Epics live in the task graph alongside tasks but are distinguished by a nodeType discriminator:

PropertyTasksEpics
nodeTypetaskepic
GraphTaskGraphTaskGraph
Statusesbacklog, todo, in_progress, review, done, cancelledopen, in_progress, done, cancelled
Toolstasks_* (14 tools)epics_* (8 tools)

Epic fields

FieldDescription
idUnique identifier (derived from title)
titleWhat the epic is about
descriptionDetailed description (markdown)
statusCurrent status
tagsFree-form labels for filtering
createdAtCreation timestamp
updatedAtLast modification timestamp
progressComputed: { done, total } from linked tasks

Task-epic relationship

Tasks are linked to epics via belongs_to edges in the task graph:

Task A ──belongs_to──▶ Epic X
Task B ──belongs_to──▶ Epic X
Task C ──belongs_to──▶ Epic X

Key constraints:

  • Each task can belong to at most one epic at a time.
  • Linking a task to a new epic automatically removes the previous link.
  • Deleting an epic removes all belongs_to edges but does not delete the linked tasks.
  • Deleting a task removes its belongs_to edge from the epic.

Use epics_link_task and epics_unlink_task to manage these relationships.

Epic statuses

StatusMeaning
openEpic created but work has not started
in_progressWork is actively happening on linked tasks
doneAll relevant work is complete
cancelledEpic will not be completed

Unlike tasks, epics do not have backlog, todo, or review statuses. Their lifecycle is intentionally simpler since the detailed workflow happens at the task level.

Progress tracking

An epic's progress is computed automatically from its linked tasks:

  • done: count of linked tasks with status done
  • total: count of all linked tasks

For example, if an epic has 5 linked tasks and 3 of them are done, the progress is { done: 3, total: 5 } (60%).

The web UI displays this as a progress bar on the epic card.

note

Cancelled tasks count toward the total but not toward done.
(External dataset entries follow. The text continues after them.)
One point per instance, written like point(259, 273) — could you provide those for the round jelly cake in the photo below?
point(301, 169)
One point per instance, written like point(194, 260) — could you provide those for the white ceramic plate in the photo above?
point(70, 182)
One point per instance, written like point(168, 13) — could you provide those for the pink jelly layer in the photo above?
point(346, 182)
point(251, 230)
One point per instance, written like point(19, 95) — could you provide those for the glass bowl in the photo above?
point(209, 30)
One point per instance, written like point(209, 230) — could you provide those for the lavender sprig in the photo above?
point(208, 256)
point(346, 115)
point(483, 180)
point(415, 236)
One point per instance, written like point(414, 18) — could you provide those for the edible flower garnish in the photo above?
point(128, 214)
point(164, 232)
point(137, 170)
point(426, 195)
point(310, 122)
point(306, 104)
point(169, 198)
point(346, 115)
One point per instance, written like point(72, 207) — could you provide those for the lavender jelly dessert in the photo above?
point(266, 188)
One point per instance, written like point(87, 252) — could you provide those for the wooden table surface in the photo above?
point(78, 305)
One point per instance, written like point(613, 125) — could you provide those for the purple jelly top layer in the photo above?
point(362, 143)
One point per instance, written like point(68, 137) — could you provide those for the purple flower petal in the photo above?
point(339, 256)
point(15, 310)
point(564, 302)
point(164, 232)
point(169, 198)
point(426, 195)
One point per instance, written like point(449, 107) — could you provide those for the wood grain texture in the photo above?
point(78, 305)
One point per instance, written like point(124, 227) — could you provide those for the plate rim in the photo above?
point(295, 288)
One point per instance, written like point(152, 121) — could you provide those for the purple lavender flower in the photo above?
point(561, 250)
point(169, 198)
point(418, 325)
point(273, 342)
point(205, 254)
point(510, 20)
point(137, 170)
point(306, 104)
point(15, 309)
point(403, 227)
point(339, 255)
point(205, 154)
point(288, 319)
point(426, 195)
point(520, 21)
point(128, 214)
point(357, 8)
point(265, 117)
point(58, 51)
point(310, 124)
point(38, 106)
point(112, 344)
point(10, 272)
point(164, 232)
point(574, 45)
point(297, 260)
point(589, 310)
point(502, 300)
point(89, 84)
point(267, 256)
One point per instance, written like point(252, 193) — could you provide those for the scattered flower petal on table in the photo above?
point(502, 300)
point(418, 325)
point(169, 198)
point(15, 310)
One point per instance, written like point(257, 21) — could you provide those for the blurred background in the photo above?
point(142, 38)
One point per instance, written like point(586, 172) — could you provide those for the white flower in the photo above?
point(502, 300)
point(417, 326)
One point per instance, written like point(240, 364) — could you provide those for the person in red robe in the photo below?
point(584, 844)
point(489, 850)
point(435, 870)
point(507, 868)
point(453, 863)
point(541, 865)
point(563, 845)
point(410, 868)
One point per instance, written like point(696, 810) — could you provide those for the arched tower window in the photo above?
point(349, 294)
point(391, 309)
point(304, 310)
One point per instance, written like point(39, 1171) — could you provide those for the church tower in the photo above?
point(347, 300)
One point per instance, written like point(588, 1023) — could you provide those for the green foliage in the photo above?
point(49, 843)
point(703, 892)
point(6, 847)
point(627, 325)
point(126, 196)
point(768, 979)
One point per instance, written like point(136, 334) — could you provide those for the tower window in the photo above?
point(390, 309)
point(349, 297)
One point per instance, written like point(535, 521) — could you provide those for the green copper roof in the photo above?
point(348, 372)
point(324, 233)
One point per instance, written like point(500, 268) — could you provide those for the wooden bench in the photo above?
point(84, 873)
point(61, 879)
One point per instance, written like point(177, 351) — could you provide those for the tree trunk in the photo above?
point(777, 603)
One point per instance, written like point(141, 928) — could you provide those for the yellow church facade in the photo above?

If you want a cancelled task to stop affecting progress, unlink it from the epic.

Use cases

Sprint or milestone planning

Group tasks that belong to the same sprint, milestone, or release:

epics_create({
title: "v2.0 Release",
description: "All tasks required for the v2.0 release.",
tags: ["release", "v2.0"]
})

Then link relevant tasks:

epics_link_task({ epicId: "v2-0-release", taskId: "implement-auth-v2" })
epics_link_task({ epicId: "v2-0-release", taskId: "migrate-database" })
epics_link_task({ epicId: "v2-0-release", taskId: "update-api-docs" })

Feature development

Track all tasks related to a large feature:

epics_create({
title: "Authentication overhaul",
description: "Replace the legacy auth system with OAuth 2.0 + PKCE.",
tags: ["auth", "feature"]
})

Workflow

A typical workflow with epics:

  1. Create an epic for the initiative
  2. Create tasks for the individual work items
  3. Link tasks to the epic as they are identified
  4. Track progress via epics_get or the web UI
  5. Move the epic to in_progress when work begins
  6. Complete the epic when all linked tasks are done (or enough are done to call it finished)
tip

Ask your AI assistant to check epic progress before standup meetings: "What's the status of the v2.0 release epic?" It will use epics_get to show you a summary of all linked tasks and their statuses.